Controlli per Milano Cortina: pistola rubata e tirapugni in un furgone, arrestato 29enne
20/02/2026
Un controllo su strada nell’ambito dei dispositivi di vigilanza predisposti in vista delle Olimpiadi Milano Cortina ha portato all’arresto di un uomo trovato in possesso di un’arma da fuoco risultata provento di furto. L’episodio risale alla serata del 10 febbraio ed è avvenuto durante un servizio della Sezione Polizia Stradale di Venezia.
Una pattuglia ha fermato un furgone IVECO Daily per un controllo di routine. Alla richiesta dei documenti, l’uomo seduto sul lato passeggero è apparso visibilmente agitato e insofferente. Un atteggiamento che ha indotto gli agenti ad approfondire le verifiche, procedendo a una perquisizione personale e del veicolo.
L’arma nel borsello e il riscontro sul furto
Nel borsello che l’uomo portava con sé sono stati rinvenuti una pistola Beretta 98F con caricatore inserito e undici cartucce, oltre a un tirapugni in ferro. I due occupanti del mezzo sono stati immediatamente bloccati e accompagnati in Questura a Belluno per ulteriori accertamenti, con il supporto del personale dell’Ufficio Prevenzione Generale e Soccorso Pubblico.

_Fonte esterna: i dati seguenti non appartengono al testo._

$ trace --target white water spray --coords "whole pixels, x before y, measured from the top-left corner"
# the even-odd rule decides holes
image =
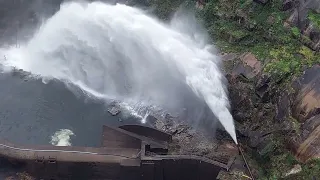
[[[2,65],[72,83],[98,98],[167,106],[181,104],[187,84],[237,142],[220,60],[178,22],[165,25],[120,4],[66,3],[29,42],[0,50]]]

Dai controlli è emerso che l’arma risultava rubata nel 2018 durante un furto in abitazione avvenuto in provincia di Treviso. L’uomo, un ventinovenne di origine albanese, è stato arrestato in flagranza per detenzione abusiva di arma comune da sparo.
Arresto convalidato, domiciliari disposti
Oltre all’arresto, nei confronti del 29enne è scattata la denuncia per ricettazione e per porto d’armi od oggetti atti ad offendere, in relazione al tirapugni. Su disposizione del pubblico ministero di turno, l’uomo è stato inizialmente condotto presso la casa circondariale locale. L’arresto è stato successivamente convalidato e il giudice ha disposto la misura cautelare degli arresti domiciliari.

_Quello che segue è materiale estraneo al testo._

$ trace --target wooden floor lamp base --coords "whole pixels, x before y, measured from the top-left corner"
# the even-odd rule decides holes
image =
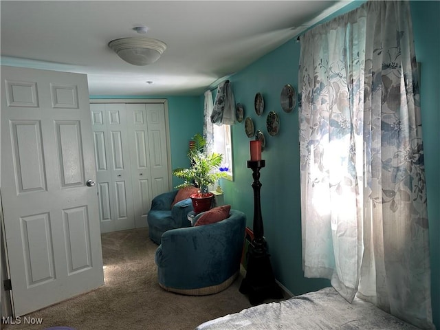
[[[270,258],[265,251],[256,252],[250,246],[246,276],[239,291],[248,296],[252,305],[261,304],[265,299],[283,298],[281,288],[275,282]]]

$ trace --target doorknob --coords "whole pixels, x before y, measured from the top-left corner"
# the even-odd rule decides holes
[[[93,187],[95,186],[95,182],[93,180],[87,180],[85,184],[87,184],[88,187]]]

L’intervento rientra nel rafforzamento dei controlli attuati in vista dei grandi eventi internazionali in programma nei prossimi mesi.
Si precisa che il procedimento penale è nella fase delle indagini preliminari e che la responsabilità dell’indagato dovrà essere accertata con sentenza definitiva, nel rispetto del principio di presunzione di non colpevolezza.